"In general, the heavier an animal species is, the lower its population density, or the numbers of a species that can be supported in an area of land," Latham said.
"This is because larger animals need more energy resources to survive. This relationship is strong for living species of flightless birds and therefore it can be used to estimate densities of extinct species of flightless birds".
Latham and colleagues compiled a global data set of body masses and population densities for living flightless birds and examined the statistical relationship between these variables.
They took in the effects of limiting factors such as the suitability of the habitat where populations occur and whether densities had been artificially reduced, such as by introduced predators or human disturbance.

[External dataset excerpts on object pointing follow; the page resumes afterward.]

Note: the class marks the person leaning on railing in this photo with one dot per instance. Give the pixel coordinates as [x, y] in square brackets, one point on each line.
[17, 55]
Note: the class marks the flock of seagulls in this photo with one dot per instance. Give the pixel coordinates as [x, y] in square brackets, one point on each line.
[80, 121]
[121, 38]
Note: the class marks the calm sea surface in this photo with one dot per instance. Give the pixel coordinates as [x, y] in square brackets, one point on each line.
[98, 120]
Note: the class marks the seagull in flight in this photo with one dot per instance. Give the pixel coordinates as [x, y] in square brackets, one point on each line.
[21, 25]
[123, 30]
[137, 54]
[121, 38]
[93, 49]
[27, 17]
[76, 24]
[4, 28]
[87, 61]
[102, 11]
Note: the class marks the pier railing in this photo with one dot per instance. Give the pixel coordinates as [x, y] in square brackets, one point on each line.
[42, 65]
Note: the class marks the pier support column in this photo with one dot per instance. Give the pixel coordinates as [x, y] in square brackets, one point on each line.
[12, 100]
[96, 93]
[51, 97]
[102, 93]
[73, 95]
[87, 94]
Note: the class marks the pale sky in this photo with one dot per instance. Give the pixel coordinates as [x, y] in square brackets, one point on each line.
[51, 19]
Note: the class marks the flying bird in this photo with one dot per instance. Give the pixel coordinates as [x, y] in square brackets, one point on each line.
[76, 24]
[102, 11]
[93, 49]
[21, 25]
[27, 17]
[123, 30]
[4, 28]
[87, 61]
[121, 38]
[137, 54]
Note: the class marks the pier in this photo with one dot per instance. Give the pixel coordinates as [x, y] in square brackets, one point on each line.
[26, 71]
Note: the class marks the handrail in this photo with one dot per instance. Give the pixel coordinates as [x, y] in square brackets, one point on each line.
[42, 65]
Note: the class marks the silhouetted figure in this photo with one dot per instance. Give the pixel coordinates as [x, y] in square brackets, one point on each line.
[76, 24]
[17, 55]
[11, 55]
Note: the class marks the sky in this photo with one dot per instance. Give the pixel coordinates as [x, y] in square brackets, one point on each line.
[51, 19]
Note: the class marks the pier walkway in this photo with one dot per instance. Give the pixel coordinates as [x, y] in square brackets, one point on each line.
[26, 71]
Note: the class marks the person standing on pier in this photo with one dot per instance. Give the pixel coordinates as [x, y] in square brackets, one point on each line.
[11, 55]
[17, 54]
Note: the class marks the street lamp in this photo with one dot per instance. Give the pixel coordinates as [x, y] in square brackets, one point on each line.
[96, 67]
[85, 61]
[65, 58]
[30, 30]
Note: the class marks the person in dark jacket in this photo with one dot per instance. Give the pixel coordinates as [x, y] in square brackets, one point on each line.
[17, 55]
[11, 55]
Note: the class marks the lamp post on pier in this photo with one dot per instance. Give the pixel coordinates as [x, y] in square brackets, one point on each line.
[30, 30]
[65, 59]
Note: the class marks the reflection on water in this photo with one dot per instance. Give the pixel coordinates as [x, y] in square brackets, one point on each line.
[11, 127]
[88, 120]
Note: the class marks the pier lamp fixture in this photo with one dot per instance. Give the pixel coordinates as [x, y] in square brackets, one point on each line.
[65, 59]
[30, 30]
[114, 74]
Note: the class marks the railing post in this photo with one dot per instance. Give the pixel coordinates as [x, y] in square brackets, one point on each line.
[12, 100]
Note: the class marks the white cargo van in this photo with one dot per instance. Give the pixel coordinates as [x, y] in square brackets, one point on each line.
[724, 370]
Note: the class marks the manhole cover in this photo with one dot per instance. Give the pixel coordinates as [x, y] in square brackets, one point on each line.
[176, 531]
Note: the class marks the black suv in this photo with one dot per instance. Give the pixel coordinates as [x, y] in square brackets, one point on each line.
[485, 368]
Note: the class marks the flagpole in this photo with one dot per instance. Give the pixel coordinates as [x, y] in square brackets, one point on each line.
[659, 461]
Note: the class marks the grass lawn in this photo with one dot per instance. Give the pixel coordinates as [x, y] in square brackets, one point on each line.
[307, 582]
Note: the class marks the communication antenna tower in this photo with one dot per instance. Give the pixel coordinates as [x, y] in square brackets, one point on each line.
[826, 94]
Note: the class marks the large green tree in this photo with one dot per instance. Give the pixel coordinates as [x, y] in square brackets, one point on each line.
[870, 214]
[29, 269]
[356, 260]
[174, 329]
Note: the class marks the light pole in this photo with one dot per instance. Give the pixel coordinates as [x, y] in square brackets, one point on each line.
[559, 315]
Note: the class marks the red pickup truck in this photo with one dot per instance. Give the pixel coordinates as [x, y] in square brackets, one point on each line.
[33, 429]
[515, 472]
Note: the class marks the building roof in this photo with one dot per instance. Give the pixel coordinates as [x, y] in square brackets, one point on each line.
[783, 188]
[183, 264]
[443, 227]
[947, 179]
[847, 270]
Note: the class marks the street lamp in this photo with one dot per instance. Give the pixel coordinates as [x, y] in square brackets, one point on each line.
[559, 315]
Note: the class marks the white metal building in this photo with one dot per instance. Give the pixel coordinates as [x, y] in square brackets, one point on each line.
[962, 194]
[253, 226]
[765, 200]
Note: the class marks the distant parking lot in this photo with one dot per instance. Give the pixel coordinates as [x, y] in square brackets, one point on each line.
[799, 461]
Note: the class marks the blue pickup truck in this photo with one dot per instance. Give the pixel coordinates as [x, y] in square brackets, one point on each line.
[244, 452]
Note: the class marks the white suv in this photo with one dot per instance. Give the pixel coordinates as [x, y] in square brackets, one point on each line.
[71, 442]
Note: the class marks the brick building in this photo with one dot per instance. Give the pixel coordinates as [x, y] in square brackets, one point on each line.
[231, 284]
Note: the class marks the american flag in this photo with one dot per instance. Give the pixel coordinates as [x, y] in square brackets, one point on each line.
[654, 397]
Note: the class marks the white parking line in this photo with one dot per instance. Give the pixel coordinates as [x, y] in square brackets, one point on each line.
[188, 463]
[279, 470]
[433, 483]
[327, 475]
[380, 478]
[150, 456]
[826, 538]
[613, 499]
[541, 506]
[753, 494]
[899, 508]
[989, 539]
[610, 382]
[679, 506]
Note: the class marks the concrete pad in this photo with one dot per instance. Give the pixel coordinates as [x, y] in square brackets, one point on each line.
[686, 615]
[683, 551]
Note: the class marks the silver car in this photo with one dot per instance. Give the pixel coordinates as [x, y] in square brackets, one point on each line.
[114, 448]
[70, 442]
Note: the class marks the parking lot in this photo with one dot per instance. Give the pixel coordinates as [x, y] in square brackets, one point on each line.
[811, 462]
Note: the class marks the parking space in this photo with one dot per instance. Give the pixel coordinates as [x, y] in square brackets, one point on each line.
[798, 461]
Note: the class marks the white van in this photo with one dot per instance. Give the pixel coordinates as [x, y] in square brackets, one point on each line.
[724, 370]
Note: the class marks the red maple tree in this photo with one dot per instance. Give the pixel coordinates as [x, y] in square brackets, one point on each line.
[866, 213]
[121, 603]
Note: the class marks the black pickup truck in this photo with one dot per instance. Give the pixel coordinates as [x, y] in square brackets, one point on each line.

They then applied this approach to extinct species by estimating population densities and population sizes for each of the nine species of moa to build up a picture of total moa density across New Zealand about 1000 years ago.
"We calculated a mean national density of moa ranging between two and 10 birds per square km – to give a total estimated population of between 0.5 and 2.5 million birds," co-author Jamie Wood said.
"These estimates reconcile previous population density estimates for moa, which have been either quite low or high."
While these new estimates were broadly similar to contemporary densities of large herbivorous wild mammals, such as deer, introduced into New Zealand about 150 years ago, the authors pointed out that "similar densities do not mean similar impacts, as many other factors affect the way large herbivores affect their environments".
It was hoped that the refined model can also allow improved population density estimates for other large prehistoric flightless birds around the world, such as the elephant birds from Madagascar, the Mauritian dodo, or the Hawaiian moa‐nalos.
"Population sizes and densities are important aspects of the ecology of extinct species, but are often overlooked because they are difficult to estimate," Latham said.
"But such data are key, not only for understanding the roles these species once played within their ecosystems, but also in understanding the processes that ultimately led to their extinction."
Moa insights
• The recent sequencing of the moa's genetic make-up for the first time suggested the bird likely didn't become wingless due to gene loss, or pseudogenisation. Having the moa nuclear genome could help studies of regulatory changes linked with flightless creatures, including ratites such as our kiwi.
• In 2017, scientists suggested moa would make poor candidates for resurrection - something wildly proposed by Labour's Trevor Mallard - and that, if it was being considered, more recently extinct species like the huia might be better options.
• In 2014, it was revealed how the moa was more closely related to South America's tinamous than its old bushmate, the kiwi, and both moa and kiwi separately evolved to become flightless after their ancestors flew here.